航空機エンジンメーカーのGeneral Electric社の方から筆者が伺った例では、燃料噴射ノズルを金属3Dプリンターで作る前提で設計製造すると、従来20部品必要なものが1部品となり、溶接や締結が減ることで寿命が5倍になり、重量が25%減らせたとのことで、そのエンジンの燃費向上にもつながるそうで、このようなケースが熱交換器などでも当てはまるそうで、単に既存部品の作り方を置き換えるのではなく、設計を変えられる手段として期待しているそうです。
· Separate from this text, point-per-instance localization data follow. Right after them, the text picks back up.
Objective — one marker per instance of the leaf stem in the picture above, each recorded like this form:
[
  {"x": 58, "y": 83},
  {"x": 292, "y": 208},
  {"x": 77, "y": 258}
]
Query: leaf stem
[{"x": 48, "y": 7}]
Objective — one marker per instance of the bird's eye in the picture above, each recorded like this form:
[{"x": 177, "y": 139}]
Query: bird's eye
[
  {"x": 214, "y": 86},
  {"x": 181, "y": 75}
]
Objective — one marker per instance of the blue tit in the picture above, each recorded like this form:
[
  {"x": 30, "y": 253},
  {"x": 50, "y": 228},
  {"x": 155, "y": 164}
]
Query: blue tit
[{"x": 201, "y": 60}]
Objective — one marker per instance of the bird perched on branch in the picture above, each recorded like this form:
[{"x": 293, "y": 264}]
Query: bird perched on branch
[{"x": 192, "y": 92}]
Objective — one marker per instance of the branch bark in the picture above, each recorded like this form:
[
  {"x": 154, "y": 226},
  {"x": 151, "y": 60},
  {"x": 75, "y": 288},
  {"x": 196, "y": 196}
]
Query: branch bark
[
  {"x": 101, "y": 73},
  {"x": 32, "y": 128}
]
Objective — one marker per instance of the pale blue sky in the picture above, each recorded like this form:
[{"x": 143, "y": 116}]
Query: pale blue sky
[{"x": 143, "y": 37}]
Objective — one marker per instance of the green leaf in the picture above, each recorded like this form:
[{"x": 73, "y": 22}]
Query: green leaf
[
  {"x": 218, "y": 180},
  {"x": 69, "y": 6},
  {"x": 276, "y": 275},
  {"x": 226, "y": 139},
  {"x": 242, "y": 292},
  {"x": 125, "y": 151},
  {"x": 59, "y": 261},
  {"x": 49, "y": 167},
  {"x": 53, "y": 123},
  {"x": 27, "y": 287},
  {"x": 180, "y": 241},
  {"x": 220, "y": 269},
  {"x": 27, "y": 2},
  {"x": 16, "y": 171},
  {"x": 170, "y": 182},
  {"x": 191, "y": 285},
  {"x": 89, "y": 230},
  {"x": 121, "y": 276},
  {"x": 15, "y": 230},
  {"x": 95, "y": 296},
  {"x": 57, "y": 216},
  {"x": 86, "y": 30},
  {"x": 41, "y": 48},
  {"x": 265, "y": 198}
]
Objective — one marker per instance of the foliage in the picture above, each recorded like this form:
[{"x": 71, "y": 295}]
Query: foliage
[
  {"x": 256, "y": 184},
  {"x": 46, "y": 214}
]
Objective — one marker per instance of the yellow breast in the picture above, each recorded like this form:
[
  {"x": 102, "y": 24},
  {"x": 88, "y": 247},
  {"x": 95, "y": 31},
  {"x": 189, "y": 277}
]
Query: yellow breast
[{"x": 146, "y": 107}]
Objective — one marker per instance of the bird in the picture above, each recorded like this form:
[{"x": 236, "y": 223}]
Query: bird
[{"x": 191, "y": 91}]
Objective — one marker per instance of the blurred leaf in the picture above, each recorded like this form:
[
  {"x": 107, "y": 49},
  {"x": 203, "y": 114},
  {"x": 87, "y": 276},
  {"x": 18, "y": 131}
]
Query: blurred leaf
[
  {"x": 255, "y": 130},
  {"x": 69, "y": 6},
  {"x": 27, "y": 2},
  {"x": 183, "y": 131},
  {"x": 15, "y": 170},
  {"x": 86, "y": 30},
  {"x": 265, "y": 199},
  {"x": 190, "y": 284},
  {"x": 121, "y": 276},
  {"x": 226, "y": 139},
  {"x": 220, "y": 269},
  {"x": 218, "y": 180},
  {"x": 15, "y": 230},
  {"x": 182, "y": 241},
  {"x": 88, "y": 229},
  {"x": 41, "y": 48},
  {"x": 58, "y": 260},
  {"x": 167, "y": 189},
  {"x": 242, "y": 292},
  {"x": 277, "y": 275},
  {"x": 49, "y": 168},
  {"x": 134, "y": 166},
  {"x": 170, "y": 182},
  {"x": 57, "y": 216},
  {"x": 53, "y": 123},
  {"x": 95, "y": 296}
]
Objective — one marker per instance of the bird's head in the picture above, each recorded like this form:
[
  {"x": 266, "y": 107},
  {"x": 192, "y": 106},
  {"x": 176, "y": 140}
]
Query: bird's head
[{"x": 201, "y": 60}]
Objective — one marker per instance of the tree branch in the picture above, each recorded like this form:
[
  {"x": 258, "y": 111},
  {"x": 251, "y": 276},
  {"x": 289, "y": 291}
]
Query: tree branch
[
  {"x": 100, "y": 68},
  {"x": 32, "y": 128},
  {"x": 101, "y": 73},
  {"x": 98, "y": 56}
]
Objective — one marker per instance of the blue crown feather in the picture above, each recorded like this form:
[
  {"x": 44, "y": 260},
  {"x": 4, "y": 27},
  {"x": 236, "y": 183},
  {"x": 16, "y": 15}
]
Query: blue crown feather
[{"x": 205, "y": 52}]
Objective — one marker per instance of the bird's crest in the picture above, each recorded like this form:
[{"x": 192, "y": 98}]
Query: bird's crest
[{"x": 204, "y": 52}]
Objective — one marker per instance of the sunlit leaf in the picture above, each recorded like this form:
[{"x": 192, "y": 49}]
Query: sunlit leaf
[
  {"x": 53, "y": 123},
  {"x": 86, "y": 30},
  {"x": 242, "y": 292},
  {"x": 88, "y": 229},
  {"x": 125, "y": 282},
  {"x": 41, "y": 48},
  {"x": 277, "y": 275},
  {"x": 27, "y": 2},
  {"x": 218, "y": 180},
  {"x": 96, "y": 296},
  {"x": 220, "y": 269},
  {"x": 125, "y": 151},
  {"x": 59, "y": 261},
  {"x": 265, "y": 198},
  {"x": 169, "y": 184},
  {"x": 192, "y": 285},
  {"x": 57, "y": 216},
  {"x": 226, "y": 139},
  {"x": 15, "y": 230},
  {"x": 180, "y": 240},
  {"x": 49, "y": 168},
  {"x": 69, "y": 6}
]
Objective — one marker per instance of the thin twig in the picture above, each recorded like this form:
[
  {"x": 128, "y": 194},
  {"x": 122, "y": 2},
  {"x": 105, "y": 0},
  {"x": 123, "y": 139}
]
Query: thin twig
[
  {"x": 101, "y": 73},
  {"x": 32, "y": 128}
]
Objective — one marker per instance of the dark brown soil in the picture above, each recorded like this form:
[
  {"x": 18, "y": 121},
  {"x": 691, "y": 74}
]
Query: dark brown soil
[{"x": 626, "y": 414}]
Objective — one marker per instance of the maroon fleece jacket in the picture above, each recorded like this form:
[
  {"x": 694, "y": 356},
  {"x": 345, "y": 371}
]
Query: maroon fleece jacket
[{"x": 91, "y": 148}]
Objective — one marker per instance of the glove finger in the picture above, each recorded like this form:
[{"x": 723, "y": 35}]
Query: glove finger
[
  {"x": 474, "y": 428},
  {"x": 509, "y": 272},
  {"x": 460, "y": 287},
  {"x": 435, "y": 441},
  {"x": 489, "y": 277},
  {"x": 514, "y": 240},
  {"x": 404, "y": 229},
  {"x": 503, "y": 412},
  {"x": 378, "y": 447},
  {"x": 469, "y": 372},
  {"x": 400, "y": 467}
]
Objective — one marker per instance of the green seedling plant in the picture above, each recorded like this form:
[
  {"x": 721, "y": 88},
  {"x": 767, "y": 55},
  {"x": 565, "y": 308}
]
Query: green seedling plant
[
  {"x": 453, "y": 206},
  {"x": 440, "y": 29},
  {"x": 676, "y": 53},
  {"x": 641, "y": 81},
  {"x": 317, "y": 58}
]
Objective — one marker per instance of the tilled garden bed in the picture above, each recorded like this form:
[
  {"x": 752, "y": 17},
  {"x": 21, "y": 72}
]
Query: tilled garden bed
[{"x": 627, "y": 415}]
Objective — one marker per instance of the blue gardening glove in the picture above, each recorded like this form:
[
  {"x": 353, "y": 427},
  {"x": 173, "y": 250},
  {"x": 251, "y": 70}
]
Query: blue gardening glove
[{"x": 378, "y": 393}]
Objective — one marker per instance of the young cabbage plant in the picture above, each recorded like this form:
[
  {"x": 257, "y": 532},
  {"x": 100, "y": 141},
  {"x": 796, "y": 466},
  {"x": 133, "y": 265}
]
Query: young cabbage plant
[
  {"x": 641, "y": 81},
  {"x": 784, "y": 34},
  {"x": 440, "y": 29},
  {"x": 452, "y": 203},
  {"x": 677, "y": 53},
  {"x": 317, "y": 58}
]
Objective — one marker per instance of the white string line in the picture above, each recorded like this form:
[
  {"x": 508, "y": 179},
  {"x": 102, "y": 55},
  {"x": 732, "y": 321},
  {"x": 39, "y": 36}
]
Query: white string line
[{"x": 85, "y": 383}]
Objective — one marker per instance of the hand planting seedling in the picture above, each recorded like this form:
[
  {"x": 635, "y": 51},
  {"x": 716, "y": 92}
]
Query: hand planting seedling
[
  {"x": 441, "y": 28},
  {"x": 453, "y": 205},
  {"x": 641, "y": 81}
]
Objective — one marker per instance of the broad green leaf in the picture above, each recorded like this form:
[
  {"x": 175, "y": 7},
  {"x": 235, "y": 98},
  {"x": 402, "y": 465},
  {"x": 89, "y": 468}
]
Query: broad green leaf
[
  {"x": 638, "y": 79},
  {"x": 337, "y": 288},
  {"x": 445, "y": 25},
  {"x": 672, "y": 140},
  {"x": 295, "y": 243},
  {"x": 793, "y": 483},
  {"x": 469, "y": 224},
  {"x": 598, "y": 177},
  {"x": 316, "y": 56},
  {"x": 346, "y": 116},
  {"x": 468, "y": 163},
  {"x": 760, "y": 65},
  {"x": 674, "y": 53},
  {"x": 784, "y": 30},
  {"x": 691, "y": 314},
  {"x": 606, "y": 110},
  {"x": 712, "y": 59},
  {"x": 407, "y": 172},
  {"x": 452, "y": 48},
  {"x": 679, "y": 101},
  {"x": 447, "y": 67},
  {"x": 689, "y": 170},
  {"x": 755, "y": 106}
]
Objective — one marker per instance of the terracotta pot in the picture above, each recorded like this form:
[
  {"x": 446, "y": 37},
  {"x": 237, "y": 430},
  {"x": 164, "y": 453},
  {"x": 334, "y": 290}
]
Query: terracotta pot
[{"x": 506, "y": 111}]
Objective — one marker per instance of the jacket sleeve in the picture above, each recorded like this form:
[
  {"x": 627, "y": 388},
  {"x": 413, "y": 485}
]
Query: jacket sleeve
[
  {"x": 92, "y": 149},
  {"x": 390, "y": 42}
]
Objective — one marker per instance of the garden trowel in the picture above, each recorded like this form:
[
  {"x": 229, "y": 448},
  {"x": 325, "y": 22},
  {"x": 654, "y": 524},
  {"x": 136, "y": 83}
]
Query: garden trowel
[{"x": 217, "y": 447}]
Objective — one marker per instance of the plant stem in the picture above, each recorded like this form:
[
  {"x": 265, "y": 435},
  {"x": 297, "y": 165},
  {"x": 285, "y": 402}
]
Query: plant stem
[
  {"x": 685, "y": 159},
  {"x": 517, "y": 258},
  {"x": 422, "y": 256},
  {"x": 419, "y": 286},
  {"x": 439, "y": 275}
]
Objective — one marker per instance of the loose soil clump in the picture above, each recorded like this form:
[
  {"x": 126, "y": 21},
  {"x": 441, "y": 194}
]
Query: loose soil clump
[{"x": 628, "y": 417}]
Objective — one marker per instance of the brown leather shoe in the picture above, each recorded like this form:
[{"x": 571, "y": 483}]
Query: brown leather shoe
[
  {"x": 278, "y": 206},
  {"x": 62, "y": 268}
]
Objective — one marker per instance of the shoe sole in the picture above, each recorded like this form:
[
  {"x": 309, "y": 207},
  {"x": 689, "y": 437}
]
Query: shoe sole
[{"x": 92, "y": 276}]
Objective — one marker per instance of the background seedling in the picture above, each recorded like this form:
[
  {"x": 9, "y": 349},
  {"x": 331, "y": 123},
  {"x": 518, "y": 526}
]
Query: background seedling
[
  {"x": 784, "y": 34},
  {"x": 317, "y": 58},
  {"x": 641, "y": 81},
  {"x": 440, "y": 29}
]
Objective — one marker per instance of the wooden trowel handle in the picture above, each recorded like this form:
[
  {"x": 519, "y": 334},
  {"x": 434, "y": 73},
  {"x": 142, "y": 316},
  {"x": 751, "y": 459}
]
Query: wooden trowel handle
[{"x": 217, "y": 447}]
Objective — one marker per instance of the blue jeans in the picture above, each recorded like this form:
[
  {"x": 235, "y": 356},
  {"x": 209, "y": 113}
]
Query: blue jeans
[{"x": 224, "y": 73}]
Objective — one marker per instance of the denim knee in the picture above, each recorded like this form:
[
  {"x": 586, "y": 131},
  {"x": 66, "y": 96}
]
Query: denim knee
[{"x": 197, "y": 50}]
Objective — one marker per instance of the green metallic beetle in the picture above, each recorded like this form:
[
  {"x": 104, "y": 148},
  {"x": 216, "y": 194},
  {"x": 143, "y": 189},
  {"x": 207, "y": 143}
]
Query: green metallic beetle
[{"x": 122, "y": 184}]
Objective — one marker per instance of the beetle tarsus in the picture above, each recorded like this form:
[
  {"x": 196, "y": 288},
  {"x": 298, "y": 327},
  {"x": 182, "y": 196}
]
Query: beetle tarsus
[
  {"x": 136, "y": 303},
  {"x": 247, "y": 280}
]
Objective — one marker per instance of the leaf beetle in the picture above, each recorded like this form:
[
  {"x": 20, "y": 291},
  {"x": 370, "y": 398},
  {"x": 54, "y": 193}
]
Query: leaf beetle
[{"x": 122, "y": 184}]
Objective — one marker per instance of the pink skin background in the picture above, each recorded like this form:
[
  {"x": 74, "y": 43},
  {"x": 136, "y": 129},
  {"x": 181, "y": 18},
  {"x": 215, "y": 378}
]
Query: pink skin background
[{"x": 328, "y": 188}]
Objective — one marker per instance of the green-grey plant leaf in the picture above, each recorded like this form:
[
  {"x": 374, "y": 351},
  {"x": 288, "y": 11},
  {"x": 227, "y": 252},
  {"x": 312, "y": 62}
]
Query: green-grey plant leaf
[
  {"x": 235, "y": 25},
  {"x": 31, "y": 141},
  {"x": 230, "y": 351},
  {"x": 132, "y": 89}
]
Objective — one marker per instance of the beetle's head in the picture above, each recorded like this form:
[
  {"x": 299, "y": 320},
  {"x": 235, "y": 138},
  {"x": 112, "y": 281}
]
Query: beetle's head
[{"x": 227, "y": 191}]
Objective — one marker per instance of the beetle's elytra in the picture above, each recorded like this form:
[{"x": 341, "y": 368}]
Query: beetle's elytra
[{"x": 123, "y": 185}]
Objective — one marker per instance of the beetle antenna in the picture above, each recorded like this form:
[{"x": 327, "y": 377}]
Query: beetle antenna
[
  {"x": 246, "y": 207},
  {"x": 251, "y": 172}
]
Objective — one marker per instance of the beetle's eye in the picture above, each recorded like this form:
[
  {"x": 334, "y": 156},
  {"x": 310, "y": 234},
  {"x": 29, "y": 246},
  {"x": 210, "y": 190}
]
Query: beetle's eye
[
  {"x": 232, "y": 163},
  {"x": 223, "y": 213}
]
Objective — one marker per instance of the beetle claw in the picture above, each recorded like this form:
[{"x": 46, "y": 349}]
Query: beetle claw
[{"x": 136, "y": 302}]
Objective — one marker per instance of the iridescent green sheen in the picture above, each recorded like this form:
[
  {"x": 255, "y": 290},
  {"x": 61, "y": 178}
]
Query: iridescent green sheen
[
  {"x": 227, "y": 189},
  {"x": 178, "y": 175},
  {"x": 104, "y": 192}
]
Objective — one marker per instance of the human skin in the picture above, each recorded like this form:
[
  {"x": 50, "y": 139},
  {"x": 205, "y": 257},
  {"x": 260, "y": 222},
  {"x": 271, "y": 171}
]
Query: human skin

前述の内装樹脂部品でも、3Dプリンティングを前提とした最適設計が性能向上と重量・コスト削減の両立を実現しています。

・納期やカスタマイズのニーズに応えられる期待

民間航空機の需要が高まり、航空機メーカー間の競争が激しくなっていることはよく報道されていますし、エアライン会社間の顧客獲得競争も激しさを増す中、エアライン各社もより良いサービスや料金の差別化、燃費などのコストダウンの要求が高まり、航空機メーカーもこれまで以上に厳しい要求に応えなければなりません。特に新型の飛行機は、納品されるまでに様々な仕様設計変更があり、納期も守らなければならない中で、3Dプリンティングで製造する部品であれば、設計仕様変更を従来より短時間で行えることや、納品後も様々な改良、デザイン変更、カスタマイズ要求に柔軟に素早くこたえられることも期待されていることの一つです。

 

期待と実現のギャップを乗り越えるための知恵と努力

言うまでもなく、期待はますます大きくなる一方で、それを実現するのは「言うは易し、行うは難し」で、3Dプリンティングでの航空機部品製造は品質、コスト、時間のどれに於いても、課題山積です。しかし、前述のとおり、これまでの作り方の改善ではこの先もできないであろう期待が実現できるのは3Dプリンティングが、当面は最も可能性のある工法として認識がされつつあります。よって、出来るようになるまで待つのではなく、まず今出来る部品に限って選び、3Dプリンティングの足りないところを補う周辺技術や品質管理方法を開発することで、実現をしているようです。加えて、課題を解決するための人、お金、モノが急速に増えて、課題解決のスピードがさらに加速するというのが、関係者の見方のようです。

航空機部品という、モノとしてハードルが高い分野だからこそ、実現することの利益が大きいことが、人を動かし。多くの知恵と努力を生む原動力のようです。当然、そこで解決されたことは他の製造産業全般に広がっていくことは歴史的にも繰り返されていますので、今は「飛行機に限ったこと」かもしれませんが、広がってきてから注目したのでは後れを取ることにもなりかねません。

これからも航空機産業での3Dプリンティングの使われ方について情報を集め、お届けしていきたいと思います。